Faut-il revisiter Médée en pure victime des hommes ? Marie-Eve Signeyrole ose une relecture d’une force théâtrale parfois inégale mais toujours stimulante. De quoi vivifier la rare version originale de l’ouvrage, avec ses dialogues en français, accompagnée par une Laurence Equilbey et un chœur en grande forme, autour d’un plateau de bonne tenue.
Parmi les plus grands succès de Cherubini, Médée
a surtout survécu dans sa version avec récitatifs. La version originale
en français a certes été redonnée à Paris en 2012 au Théâtre des
Champs-Élysées, mais avec des dialogues entièrement réécrits. La mouture
versifiée est donc une curiosité, aux dialogues resserrés mais
augmentés de quelques ajouts contemporains, afin de renforcer le rôle
des enfants, mais aussi de la Médée plus âgée, interprétée par une
comédienne.
On est immédiatement saisi par la grande force déclamatoire de cette
version, qui rapproche Cherubini de l’efficacité dramatique d’un Gluck,
en incorporant plus naturellement les chœurs majestueux, sans effets
appuyés. Avec les forces toujours aussi mordantes d’accentus, on tient
là un des atouts décisifs de la soirée.
On ne tarit pas non plus d’éloges sur la direction de Laurence Equilbey,
qui fait oublier les sonorités parfois ternes des cordes et la verdeur
de ses bois d’époque par une vitalité d’une précision rythmique très
attentive à l’éventail dynamique.
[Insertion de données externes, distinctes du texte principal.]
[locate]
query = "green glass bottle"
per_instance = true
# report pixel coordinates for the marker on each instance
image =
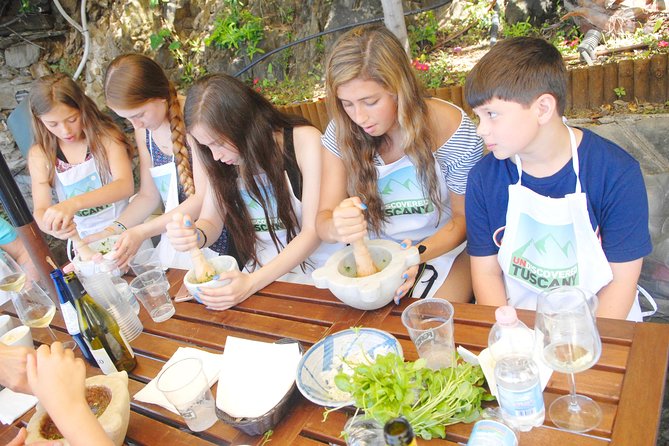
(100, 331)
(398, 432)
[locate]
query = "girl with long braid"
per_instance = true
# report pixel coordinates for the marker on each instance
(397, 162)
(137, 89)
(81, 153)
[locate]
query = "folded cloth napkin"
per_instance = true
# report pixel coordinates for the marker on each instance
(487, 363)
(14, 404)
(211, 364)
(255, 376)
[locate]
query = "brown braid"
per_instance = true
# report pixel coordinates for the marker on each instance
(178, 129)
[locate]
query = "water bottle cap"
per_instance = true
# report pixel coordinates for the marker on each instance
(506, 314)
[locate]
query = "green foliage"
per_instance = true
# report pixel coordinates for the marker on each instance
(423, 31)
(519, 29)
(620, 92)
(184, 53)
(429, 399)
(236, 27)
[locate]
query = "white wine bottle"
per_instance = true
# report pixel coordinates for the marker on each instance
(100, 331)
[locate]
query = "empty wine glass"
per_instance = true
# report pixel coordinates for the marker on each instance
(568, 332)
(12, 276)
(36, 309)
C’est d’autant plus appréciable que
Cherubini soigne chacun de ses actes par une introduction orchestrale
d’une inspiration éloquente, que la mise en scène anime de plusieurs
vidéos pour enrichir le récit.
Les événements précédents sont ainsi évoqués rapidement, du vol de la toison d’or jusqu’à la tempête qui a amené Médée et Jason en Corinthe. Surtout, Marie-Eve Signeyrole place d’emblée les deux enfants du couple au centre de l’attention, en les montrant dans des situations quotidiennes ou occupés à chahuter. Pour autant, la vidéo semble prendre trop de place dans le splendide air de Néris, tout en lassant par certaines naïveté et redondance.
Pour relever le défi d’une interprétation théâtrale à la hauteur des nécessités vocales, le choix de la soprano d’origine libanaise Joyce El-Khoury, bien qu’annoncée souffrante, s’avère pertinent pour faire vivre le rôle-titre d’un à-propos toujours juste et équilibré, autour d’une diction admirable. Seul le suraigu criard, surtout dans les accélérations, reste en dessous des attentes. On aime aussi la morgue de Julien Behr (Jason), qui fait valoir une émission naturelle et parfaitement projetée, un rien nouée et quelque peu métallique au début.
Bien qu’un peu raide au niveau théâtral, Edwin Crossley-Mercer compose un Créon d’une force expressive tonitruante, à la ligne admirable d’homogénéité. Si Lila Dufy (Dircé) assure bien sa partie, c’est surtout Marie-Andrée Bouchard-Lesieur (Néris) qui remporte tous les suffrages à l’applaudimètre, pour son timbre merveilleux de rondeur autant que sa ligne de chant de grande classe.